Temat: Szkolna alienacja rodzicielska
Istnieją różne możliwości alienacji m.in. utrudnianie kontaktu w przedszkolu czy szkole.
Doświadczyłem tego, ale że staram się do sprawy podchodzić elokwentnie, szybko zyskałem sympatie wychowawców i dyrektor, po dwóch latach zmiana przedszkola dla dziecka, w tym tata miał "UKŁADY", nowe przedszkole szybko zorientowało się, że matka stara się utrudniać kontakty.... i też szybko zyskałem sympatie i wsparcie, tak to nazwijmy.
Ale dużą zasługę tu wniosłem kilkoma sprawami,
- po pierwsze w Wyroku jest zapis, iż ojciec ma pełne prawo do kontaktu z dzieckiem w przedszkolu w dni otwarte,
- po drugie nie było widzenia, na które bym nie pojechał, nawet jak przewidywałem ze nie dojdzie do skutku, jechałem, brałem zaświadczenie z przedszkola ze ja przyszedłem po dziecko a dziecko nie zostało mi wydane bo..... matka zgłasza chorobę, matka zabrała dziecko wcześniej... babka zabrała dziecko przed obiadem itd.

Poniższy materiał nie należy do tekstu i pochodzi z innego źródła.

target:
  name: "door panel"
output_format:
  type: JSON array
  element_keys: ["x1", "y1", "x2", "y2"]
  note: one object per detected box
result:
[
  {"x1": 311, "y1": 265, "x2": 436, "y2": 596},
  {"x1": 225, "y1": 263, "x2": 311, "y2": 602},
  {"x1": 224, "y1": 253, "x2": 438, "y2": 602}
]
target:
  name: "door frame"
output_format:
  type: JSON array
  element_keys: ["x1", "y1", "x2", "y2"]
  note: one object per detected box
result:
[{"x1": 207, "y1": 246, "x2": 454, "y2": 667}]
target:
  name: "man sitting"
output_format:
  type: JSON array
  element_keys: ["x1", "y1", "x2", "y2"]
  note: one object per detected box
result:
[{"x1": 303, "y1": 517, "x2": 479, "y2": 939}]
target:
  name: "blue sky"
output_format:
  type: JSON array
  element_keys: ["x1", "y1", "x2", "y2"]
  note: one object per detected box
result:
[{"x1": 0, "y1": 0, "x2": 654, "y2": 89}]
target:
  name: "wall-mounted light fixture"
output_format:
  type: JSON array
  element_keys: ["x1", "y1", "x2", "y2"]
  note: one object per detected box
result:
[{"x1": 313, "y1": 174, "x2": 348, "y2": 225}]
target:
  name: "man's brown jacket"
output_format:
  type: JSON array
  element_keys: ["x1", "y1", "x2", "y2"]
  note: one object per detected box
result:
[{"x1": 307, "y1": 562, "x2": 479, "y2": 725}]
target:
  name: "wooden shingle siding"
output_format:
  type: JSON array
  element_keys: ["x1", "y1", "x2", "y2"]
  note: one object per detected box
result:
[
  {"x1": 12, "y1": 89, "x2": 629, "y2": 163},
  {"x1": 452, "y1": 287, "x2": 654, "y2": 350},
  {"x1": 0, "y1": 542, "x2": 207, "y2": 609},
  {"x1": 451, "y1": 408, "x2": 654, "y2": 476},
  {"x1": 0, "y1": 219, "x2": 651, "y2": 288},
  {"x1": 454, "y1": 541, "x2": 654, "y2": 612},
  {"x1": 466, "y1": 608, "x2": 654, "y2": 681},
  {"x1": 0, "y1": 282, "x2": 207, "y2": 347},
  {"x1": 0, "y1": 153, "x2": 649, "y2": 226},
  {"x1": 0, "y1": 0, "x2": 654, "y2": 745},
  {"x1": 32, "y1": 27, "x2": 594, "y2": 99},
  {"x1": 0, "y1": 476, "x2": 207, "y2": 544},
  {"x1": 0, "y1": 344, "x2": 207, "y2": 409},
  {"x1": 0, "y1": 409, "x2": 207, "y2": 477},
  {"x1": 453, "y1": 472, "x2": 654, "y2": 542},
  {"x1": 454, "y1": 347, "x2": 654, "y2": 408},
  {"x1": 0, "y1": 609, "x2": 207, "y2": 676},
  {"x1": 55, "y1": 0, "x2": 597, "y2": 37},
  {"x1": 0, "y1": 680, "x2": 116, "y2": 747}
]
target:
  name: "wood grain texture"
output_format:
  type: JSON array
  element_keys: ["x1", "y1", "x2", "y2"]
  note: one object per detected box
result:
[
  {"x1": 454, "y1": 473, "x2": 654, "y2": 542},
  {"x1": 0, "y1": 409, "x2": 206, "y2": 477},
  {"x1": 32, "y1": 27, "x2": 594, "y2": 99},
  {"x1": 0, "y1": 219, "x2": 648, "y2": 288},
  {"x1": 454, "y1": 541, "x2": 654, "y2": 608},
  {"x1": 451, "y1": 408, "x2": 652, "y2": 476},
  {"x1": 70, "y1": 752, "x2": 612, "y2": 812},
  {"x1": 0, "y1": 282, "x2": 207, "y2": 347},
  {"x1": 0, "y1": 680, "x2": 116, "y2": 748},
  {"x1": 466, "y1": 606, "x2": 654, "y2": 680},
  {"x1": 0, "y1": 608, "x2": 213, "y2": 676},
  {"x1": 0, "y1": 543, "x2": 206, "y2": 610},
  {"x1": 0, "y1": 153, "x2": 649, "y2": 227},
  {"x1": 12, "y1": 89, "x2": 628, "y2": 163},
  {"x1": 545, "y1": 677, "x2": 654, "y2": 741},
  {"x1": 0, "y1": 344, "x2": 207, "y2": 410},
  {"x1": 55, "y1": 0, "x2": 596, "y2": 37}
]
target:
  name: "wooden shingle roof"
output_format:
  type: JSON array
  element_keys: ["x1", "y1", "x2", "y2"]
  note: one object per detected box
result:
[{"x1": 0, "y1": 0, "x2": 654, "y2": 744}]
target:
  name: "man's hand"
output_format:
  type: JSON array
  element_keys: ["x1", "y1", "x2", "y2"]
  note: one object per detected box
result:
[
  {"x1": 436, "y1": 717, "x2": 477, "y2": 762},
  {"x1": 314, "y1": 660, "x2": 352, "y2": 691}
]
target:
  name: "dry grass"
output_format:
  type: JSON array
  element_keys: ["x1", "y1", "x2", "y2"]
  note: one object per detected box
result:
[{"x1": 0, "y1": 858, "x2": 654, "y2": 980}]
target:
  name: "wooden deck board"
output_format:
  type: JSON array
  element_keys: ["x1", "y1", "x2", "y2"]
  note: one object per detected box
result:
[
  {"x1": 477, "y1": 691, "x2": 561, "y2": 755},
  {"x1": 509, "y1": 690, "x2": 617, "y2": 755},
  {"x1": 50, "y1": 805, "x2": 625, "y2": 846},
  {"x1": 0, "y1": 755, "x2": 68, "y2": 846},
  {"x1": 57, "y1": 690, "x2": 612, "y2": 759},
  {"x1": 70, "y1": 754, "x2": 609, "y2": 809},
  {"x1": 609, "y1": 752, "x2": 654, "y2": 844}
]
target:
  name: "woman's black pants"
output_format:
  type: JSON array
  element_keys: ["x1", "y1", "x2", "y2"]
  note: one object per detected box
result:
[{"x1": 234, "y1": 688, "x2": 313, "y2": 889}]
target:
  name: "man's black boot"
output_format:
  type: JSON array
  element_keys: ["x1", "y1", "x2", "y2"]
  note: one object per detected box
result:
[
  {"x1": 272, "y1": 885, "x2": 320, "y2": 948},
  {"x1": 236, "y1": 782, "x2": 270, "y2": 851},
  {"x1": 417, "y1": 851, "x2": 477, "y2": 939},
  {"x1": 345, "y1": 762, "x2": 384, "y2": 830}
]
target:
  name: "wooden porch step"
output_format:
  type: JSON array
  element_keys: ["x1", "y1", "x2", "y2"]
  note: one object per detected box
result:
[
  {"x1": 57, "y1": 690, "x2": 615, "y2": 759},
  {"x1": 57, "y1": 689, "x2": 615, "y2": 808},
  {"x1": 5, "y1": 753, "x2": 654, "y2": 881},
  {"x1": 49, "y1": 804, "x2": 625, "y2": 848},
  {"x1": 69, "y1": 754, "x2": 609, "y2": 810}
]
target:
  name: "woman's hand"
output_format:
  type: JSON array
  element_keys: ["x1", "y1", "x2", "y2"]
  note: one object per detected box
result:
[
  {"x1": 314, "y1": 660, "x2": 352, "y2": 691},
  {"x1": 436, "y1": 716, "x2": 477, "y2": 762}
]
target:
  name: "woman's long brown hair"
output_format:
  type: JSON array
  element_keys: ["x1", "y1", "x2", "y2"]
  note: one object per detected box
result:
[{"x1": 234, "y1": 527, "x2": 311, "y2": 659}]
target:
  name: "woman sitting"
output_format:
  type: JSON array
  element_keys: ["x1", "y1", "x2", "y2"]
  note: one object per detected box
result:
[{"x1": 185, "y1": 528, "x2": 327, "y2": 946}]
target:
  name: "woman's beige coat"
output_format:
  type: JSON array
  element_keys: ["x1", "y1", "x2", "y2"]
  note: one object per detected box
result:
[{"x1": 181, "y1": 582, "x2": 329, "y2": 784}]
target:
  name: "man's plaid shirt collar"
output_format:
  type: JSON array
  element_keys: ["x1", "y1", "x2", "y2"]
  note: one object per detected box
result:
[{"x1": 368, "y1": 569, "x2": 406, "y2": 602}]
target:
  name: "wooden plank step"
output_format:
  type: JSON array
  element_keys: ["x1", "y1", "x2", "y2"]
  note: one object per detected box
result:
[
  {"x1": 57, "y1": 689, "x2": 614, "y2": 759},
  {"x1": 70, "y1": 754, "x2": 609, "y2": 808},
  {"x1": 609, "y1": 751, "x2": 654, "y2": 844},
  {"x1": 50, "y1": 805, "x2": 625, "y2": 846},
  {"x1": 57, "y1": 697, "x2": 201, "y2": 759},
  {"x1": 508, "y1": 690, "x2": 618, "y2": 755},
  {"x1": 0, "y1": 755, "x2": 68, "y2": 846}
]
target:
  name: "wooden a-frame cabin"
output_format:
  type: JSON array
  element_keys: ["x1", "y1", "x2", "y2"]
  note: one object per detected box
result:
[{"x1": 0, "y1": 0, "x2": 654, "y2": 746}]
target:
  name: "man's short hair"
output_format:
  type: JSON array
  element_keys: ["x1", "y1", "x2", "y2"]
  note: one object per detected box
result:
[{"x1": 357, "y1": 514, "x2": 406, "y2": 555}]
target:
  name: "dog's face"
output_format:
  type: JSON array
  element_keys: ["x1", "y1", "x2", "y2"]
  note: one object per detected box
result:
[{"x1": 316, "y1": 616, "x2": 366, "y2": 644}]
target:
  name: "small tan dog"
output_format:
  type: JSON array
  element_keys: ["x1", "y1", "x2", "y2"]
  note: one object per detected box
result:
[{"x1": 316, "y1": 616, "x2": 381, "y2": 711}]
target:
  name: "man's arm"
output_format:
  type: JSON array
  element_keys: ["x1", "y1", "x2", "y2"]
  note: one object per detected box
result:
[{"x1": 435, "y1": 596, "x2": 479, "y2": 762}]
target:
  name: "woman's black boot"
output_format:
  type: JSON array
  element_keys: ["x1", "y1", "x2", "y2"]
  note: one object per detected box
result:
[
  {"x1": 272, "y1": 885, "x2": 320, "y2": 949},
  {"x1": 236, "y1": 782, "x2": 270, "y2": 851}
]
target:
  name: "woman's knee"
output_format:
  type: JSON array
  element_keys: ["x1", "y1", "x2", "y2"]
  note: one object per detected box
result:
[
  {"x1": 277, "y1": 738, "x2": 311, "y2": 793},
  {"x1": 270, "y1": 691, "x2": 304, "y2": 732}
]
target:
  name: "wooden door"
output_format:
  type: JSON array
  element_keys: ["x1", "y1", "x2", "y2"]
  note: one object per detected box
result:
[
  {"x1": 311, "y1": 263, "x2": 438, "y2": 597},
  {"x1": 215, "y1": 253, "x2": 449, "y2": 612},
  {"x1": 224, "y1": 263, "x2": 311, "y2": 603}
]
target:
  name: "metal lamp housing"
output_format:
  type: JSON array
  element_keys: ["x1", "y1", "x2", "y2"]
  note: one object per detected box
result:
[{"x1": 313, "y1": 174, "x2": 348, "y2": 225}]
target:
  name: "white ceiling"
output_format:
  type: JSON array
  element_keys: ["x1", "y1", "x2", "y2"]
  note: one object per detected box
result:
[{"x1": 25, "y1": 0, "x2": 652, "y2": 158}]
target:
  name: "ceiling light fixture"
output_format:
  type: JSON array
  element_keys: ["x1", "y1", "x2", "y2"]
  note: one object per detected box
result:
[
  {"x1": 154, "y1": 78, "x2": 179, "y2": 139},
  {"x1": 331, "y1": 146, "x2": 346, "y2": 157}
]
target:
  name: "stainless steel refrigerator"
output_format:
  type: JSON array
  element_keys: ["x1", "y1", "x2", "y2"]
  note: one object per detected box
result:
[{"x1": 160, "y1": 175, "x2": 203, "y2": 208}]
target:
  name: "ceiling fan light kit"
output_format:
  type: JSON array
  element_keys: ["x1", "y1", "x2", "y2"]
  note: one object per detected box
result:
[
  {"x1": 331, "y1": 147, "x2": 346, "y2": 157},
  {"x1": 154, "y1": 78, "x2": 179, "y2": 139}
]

- po trzecie, byłem przewodniczacym rady rodziców, kontakt z personelem i innymi rodzicami
- organizowałem dzieciamom np Mikołaja
- kupowałem na koniec roku kwiaty od Rady rodziców dla personelu
Przez cały ten okres miałem utrudniany kontakt z dzieckiem na 9-ęć widzeń w miesiącu do skutku średnio dochodziło jedno.
Po dwóch latach Sąd z urzędu wszczął sprawę o"O zmianę wyroku rozwodowego w przedmiocie wykonywania władzy rodzicielskiej", sprawa trwa półtorej roku... zobaczymy czym się skończy.